# How long should it take to smoke a fatty?



## waytoodeep03

The meat out side cooks pretty fast How long should it really take to properly smoke a fatty


----------



## pineywoods

You need to use a thermometer to know for sure but normally they take me 2-3 hours depending on smoker temp


----------



## treegje

you bring it to a internene temperature of 160f


----------



## fire it up

My exact answer as well.


----------



## pignit

My answer too.
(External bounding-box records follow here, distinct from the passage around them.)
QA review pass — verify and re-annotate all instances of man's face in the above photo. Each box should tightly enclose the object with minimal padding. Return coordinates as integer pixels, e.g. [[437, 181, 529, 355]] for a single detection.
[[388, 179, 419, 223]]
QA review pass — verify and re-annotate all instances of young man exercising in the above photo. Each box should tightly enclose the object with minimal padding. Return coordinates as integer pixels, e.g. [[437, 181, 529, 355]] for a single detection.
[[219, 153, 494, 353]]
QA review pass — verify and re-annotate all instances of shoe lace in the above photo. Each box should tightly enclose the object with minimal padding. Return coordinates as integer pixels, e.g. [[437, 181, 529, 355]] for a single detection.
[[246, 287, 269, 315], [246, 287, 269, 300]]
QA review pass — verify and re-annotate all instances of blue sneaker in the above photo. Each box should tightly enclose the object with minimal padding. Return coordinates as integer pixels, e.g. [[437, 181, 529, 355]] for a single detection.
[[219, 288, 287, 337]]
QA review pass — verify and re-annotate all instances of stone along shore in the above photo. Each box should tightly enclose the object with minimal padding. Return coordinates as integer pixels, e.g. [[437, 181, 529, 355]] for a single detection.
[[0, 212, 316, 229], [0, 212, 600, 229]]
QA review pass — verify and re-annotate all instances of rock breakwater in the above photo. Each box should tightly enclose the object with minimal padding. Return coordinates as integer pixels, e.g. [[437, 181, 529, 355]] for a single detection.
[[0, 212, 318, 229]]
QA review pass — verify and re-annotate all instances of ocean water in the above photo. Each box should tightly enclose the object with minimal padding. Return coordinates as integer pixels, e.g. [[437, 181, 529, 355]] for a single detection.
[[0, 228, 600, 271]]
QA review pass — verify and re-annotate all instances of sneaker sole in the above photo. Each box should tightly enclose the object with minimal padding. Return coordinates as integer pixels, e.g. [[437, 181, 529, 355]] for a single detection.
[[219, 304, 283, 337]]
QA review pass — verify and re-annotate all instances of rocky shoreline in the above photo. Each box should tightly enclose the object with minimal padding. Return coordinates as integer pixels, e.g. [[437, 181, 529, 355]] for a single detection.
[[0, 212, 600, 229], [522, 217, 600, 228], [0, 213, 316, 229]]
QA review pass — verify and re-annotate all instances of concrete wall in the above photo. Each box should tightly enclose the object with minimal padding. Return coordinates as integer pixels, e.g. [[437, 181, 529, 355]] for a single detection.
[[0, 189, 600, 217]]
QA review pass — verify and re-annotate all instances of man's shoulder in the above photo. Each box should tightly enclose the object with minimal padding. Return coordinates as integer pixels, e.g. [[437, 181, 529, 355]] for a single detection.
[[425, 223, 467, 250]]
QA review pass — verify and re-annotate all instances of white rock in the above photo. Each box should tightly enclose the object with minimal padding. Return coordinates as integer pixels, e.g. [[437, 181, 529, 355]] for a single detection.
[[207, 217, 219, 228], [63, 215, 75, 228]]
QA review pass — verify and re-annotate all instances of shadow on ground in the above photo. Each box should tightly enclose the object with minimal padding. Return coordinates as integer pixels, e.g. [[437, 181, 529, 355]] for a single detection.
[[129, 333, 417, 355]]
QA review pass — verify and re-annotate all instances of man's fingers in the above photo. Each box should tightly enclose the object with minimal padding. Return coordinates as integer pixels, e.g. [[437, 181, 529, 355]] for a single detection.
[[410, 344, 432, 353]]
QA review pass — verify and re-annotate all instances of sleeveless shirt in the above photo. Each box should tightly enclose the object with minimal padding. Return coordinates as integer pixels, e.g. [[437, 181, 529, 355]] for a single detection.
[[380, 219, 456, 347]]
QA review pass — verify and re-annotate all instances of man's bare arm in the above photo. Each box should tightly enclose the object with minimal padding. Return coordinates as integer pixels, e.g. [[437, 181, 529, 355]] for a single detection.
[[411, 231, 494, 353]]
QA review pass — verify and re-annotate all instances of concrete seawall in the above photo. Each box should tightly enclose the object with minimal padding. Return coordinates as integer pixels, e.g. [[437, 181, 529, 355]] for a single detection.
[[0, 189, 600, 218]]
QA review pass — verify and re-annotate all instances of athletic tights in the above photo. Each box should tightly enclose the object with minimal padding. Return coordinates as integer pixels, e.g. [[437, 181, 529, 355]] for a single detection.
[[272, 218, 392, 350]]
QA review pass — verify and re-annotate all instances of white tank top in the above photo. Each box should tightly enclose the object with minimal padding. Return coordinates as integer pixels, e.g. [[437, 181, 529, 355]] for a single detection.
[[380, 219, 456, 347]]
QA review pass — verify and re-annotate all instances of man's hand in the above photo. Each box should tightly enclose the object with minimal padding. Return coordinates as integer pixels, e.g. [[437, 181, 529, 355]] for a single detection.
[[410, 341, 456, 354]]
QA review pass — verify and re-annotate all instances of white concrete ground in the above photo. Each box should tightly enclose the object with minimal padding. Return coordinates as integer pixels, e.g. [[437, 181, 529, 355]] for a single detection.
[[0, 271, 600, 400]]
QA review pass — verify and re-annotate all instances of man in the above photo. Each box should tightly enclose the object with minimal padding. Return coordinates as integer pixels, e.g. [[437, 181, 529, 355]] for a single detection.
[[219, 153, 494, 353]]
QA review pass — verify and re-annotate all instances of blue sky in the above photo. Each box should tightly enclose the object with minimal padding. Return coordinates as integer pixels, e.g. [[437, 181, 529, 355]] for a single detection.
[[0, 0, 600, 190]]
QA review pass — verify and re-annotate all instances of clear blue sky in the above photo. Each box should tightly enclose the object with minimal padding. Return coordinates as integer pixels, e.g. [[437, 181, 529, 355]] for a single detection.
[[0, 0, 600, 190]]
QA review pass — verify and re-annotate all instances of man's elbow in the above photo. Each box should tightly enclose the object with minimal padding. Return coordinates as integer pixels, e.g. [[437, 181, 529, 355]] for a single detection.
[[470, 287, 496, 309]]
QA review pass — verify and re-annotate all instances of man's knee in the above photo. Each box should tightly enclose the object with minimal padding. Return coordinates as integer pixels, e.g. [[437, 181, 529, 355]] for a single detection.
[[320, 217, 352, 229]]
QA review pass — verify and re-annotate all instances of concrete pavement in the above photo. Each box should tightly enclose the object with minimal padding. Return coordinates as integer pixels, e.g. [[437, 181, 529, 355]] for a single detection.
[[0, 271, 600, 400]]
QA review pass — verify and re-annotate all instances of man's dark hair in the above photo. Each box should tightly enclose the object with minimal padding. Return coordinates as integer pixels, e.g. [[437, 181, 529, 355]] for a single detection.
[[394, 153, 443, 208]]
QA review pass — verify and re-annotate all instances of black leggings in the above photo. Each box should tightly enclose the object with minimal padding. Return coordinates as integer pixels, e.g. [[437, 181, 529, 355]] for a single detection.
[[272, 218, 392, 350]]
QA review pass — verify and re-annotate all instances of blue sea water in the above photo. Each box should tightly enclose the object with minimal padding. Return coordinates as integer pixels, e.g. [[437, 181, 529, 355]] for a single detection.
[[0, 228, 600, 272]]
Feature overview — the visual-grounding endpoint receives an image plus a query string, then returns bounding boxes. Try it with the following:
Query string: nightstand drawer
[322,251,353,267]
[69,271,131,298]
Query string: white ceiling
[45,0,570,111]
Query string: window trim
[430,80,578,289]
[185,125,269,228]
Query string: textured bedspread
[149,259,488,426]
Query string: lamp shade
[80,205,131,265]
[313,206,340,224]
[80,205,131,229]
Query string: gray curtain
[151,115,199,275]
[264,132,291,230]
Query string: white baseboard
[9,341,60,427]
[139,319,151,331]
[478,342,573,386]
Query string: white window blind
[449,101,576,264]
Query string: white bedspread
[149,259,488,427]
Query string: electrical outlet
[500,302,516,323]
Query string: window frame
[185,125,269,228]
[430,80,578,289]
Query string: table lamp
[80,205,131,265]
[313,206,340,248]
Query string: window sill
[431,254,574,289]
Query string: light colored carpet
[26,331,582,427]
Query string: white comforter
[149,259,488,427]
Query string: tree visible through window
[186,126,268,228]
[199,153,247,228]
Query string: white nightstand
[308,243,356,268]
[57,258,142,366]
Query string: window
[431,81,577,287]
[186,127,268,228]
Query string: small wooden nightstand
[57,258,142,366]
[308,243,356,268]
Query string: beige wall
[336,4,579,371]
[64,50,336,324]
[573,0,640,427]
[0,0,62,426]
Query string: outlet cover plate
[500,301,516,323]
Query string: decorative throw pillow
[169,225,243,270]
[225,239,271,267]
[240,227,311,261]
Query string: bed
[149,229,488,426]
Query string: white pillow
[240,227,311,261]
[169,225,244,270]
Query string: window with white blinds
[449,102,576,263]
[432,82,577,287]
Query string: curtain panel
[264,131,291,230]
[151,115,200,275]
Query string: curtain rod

I have taken them to higher internal temp letting the bacon crisp and it hasn't hurt them going above 160... just make sure you are above 160 internal.


----------



## mballi3011

First I take my fatties to 160-165 also on the inside temp and you can raise the temp after it hits 150 or so and then you can crisp up the bacon alittle too.


----------



## coyote

heck, what more to say on this thread except don't have a blow out and enjoy your fatty


----------



## john3198

I shoot for 165. Bacon is usually crisp, if you use the thin cheap stuff......


----------



## cheapchalee

Not to beat a dead horse or pig 
	

	
	
		
		



		
		
	


	





, but I shoot for the mid 160 range also.  I get asked quite often, "How long do you cook it for?". Depending on what I'm doing, I say until the thermoter says xxx degrees.

Charlie


----------



## travelbilly

I know it's obvious to seasoned smokers to smoke it until it hits X temp. But to a nube, it really helps to have a "and that should take ABOUT X at X degrees". that way we know. is this a 12 hr deal? a 2 hour deal???


----------



## crazymoon

2-3 hours for me at 225-250.


----------